Cage plays — with as little energy as possible — Rayford Steele, a pilot married to Irene (Lea Thompson), but since she’s gotten religion, as they say, in the last year or so, his eye has begun to wander. This makes for an awkward surprise reunion at an airport with his daughter, Chloe (Cassi Thompson), as he’s flirting with a flight attendant (Nicky Whelan). While Chloe is there she runs into Buck Williams (Chad Michael Murray), a rugged, famous television journalist.
As fate would have it — you can say that about pretty much everything that happens in this movie — Buck is on Steele’s flight. Meanwhile Chloe goes home and argues with her mother; she’s not any more comfortable with her mom’s religious interests than her father is.
Chloe heads for the mall with her little brother, and while they are shopping, poof! He’s gone, just like that. So are some other people, at the mall and in other places, including the co-pilot on Steele’s plane. It seems random, but Chloe and her father gradually begin to understand what is going on, thanks to Irene’s proselytizing.
Up to this point the film is a study of a family and its problems, and where faith fits in. It’s heavy-handed as all get out, but it’s trying. But once the Rapture actually begins, the film takes a major shift, and the focus becomes getting Steele’s flight home safely. It’s like it turns into “Airport 1975,” and Cage is Charlton Heston.
Mini-dramas play out inside the plane, involving, among others, Shasta Carvell (Jordin Sparks), the wife of a professional football player, and her daughter; the flight attendant Steele has his eye on; and Melvin Weir (Martin Klebba), evidently the angriest little person in the world.
Also, the co-pilot disappears, and the plane is running out of fuel, and one of the engines is damaged, and some of the equipment is malfunctioning and … You get the picture. All that’s missing is Lloyd Bridges in the control tower saying, “Looks like I picked the wrong week to quit sniffing glue.”

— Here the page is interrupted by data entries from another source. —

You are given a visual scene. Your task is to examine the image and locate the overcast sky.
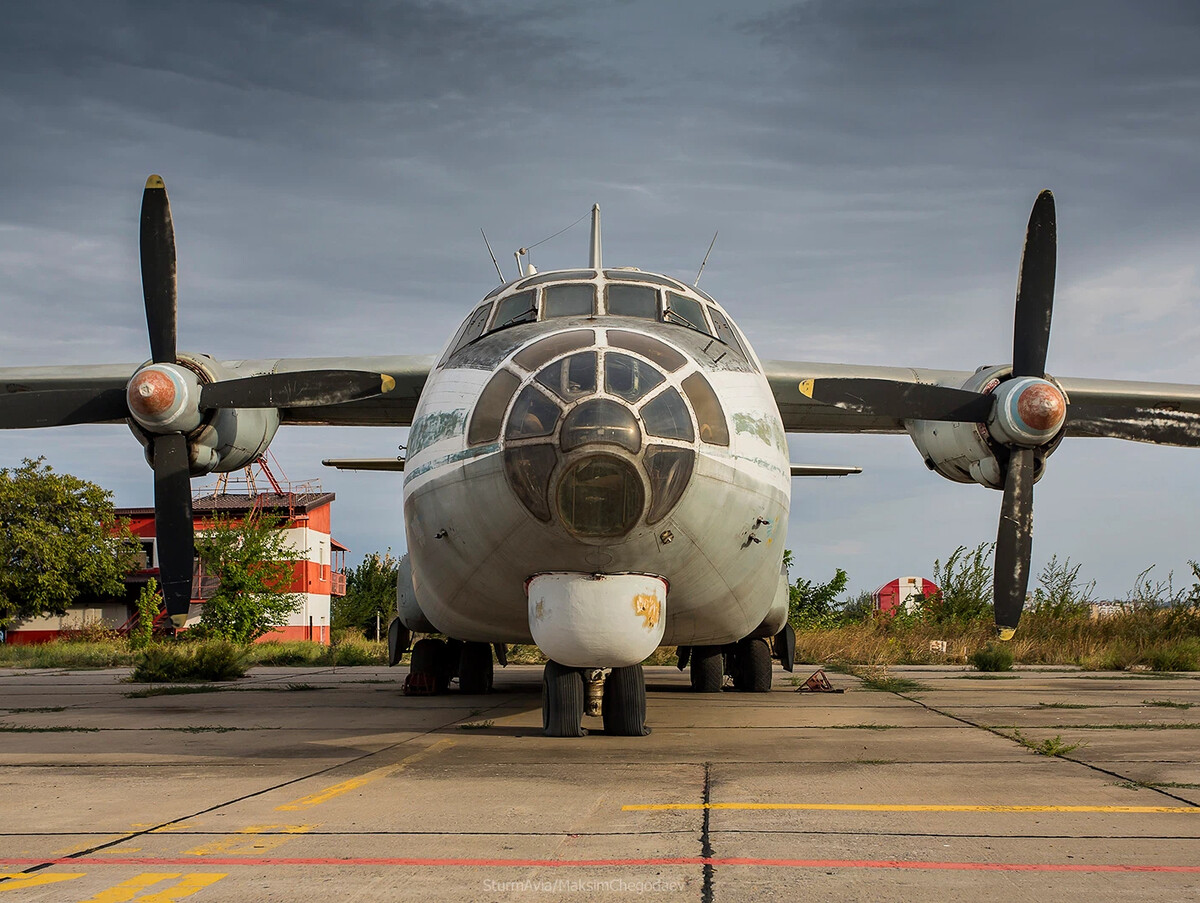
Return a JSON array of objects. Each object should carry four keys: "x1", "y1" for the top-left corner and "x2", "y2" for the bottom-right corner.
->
[{"x1": 0, "y1": 0, "x2": 1200, "y2": 598}]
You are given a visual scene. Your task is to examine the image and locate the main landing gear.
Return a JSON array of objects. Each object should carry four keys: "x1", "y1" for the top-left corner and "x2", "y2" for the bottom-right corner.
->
[
  {"x1": 679, "y1": 624, "x2": 796, "y2": 693},
  {"x1": 404, "y1": 638, "x2": 496, "y2": 695},
  {"x1": 541, "y1": 662, "x2": 650, "y2": 737}
]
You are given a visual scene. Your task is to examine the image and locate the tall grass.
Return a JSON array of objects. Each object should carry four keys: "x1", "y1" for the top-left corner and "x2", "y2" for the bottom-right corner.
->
[{"x1": 796, "y1": 605, "x2": 1200, "y2": 671}]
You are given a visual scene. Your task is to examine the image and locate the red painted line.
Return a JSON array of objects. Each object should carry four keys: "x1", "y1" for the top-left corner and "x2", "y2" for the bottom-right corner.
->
[{"x1": 0, "y1": 856, "x2": 1200, "y2": 874}]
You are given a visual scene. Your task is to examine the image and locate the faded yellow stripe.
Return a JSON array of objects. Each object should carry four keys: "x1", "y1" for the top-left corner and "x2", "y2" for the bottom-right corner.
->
[
  {"x1": 275, "y1": 740, "x2": 455, "y2": 812},
  {"x1": 620, "y1": 802, "x2": 1200, "y2": 815},
  {"x1": 80, "y1": 872, "x2": 224, "y2": 903},
  {"x1": 0, "y1": 872, "x2": 86, "y2": 891},
  {"x1": 184, "y1": 825, "x2": 316, "y2": 856}
]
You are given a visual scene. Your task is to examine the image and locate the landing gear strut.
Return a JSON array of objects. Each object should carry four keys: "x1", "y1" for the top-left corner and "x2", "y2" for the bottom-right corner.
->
[
  {"x1": 733, "y1": 638, "x2": 772, "y2": 693},
  {"x1": 541, "y1": 662, "x2": 583, "y2": 737},
  {"x1": 691, "y1": 646, "x2": 725, "y2": 693},
  {"x1": 602, "y1": 665, "x2": 650, "y2": 737}
]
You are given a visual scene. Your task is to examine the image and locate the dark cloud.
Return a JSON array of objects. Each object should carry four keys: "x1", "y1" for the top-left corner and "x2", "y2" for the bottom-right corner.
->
[{"x1": 0, "y1": 0, "x2": 1200, "y2": 593}]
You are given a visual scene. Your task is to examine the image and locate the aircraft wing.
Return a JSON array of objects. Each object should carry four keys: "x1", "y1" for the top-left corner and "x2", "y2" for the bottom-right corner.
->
[
  {"x1": 0, "y1": 355, "x2": 433, "y2": 429},
  {"x1": 763, "y1": 360, "x2": 1200, "y2": 447}
]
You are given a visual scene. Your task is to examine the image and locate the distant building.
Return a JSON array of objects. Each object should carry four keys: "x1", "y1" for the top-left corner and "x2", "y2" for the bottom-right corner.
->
[
  {"x1": 7, "y1": 490, "x2": 348, "y2": 644},
  {"x1": 874, "y1": 576, "x2": 938, "y2": 614}
]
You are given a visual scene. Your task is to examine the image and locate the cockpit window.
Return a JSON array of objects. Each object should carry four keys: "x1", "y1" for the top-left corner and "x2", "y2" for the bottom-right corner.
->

OK, bad movies happen. A lot. But what’s particularly unfortunate here is that faith-based movies arrive with a built-in audience, one that is eager to like what they see, because it is a pop-culture reinforcement of their beliefs — beliefs that are often disparaged in that world.
And that’s what is ultimately so disappointing about “Left Behind”: That audience deserves better.
But that’s not the worst of it. What really sticks with you are the lines that end the film, when one character says, “This is the end,” and another, no doubt with one eye on heaven and another on a series of sequels, says, “No, it’s just the beginning.”